Research output: Contribution to journalArticle

100 Citations (Scopus)

Abstract

Two studies were conducted to examine the relationship between class cohesion and exercise adherence in older adult exercisers. Study 1 examined the predictive ability of four dimensions of cohesion on exercise participation at 1, 6, and 12 months following the initial assessment of cohesion. Study 2 examined the effectiveness of a team-building intervention, designed to enhance class cohesion (and based on Study 1 results), on improving exercise adherence and return rates.

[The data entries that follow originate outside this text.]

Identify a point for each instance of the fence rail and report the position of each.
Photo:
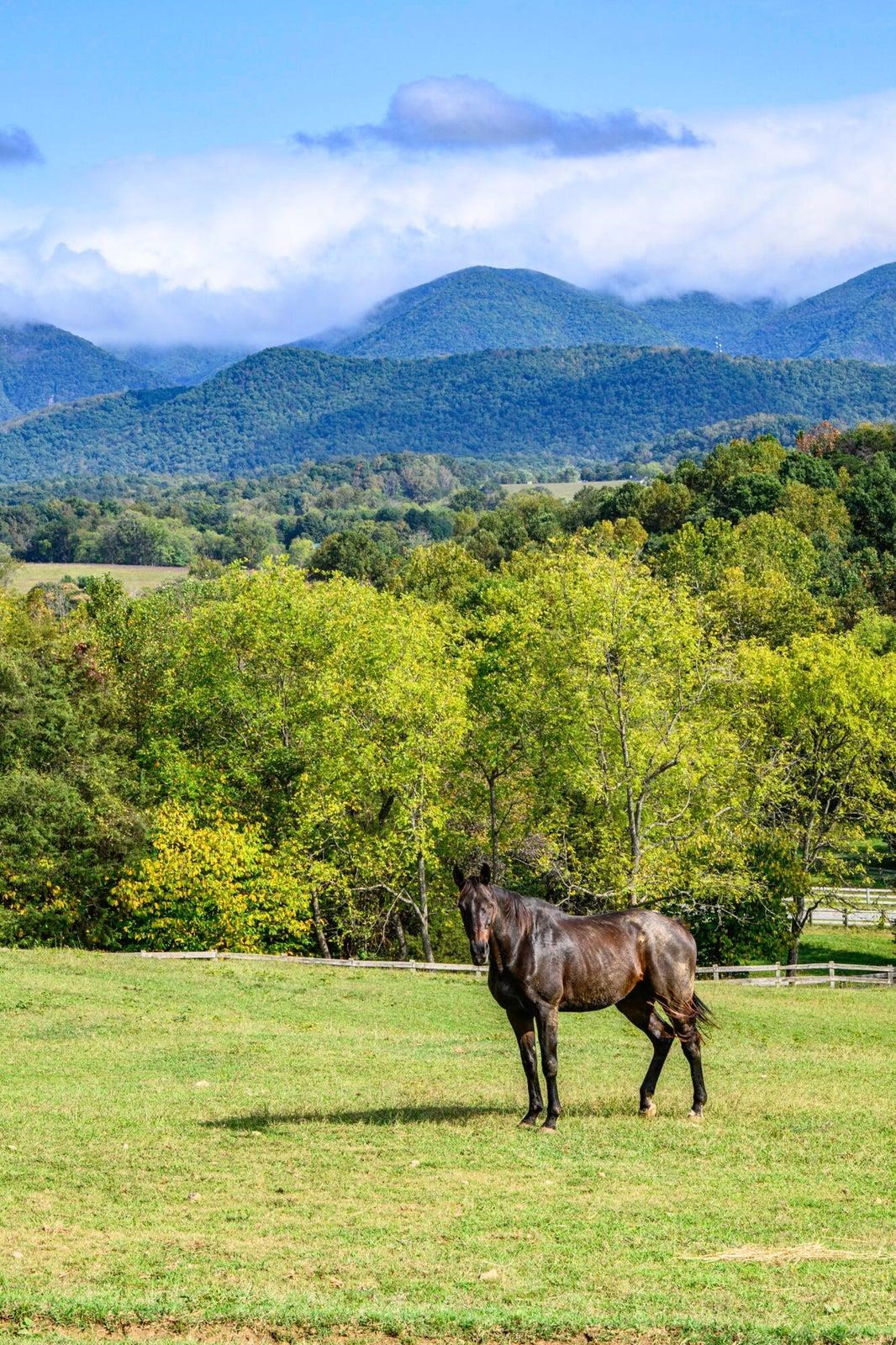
(855, 907)
(751, 974)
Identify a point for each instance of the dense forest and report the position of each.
(40, 365)
(488, 309)
(680, 692)
(287, 404)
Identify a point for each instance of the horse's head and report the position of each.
(478, 910)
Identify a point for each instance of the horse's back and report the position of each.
(609, 955)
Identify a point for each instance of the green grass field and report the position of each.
(256, 1152)
(134, 578)
(560, 490)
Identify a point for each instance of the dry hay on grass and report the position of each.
(788, 1255)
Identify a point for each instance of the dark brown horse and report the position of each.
(544, 962)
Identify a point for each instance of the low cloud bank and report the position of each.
(266, 245)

Participants were assigned to a team-building, placebo, or control condition. Study 1 showed that three measures of cohesion. Individual attractions to the group-social, Group integration-social, and Group integration-task, were all significantly related to exercise class attendance following a 1-month interval. Group integration-task was significantly related to class attendance following a 6- and a 12-month interval. Study 2 showed that participants in the team- building condition (a) attended more classes than the control and placebo conditions and (b) had a higher return rate following a 10-week hiatus than the control condition. It was concluded that (a) class cohesion plays a significant role in exercise class participation, both short- and long-term, and (b) samples of older adult exercisers are appropriate groups for interventions based on developing class cohesion.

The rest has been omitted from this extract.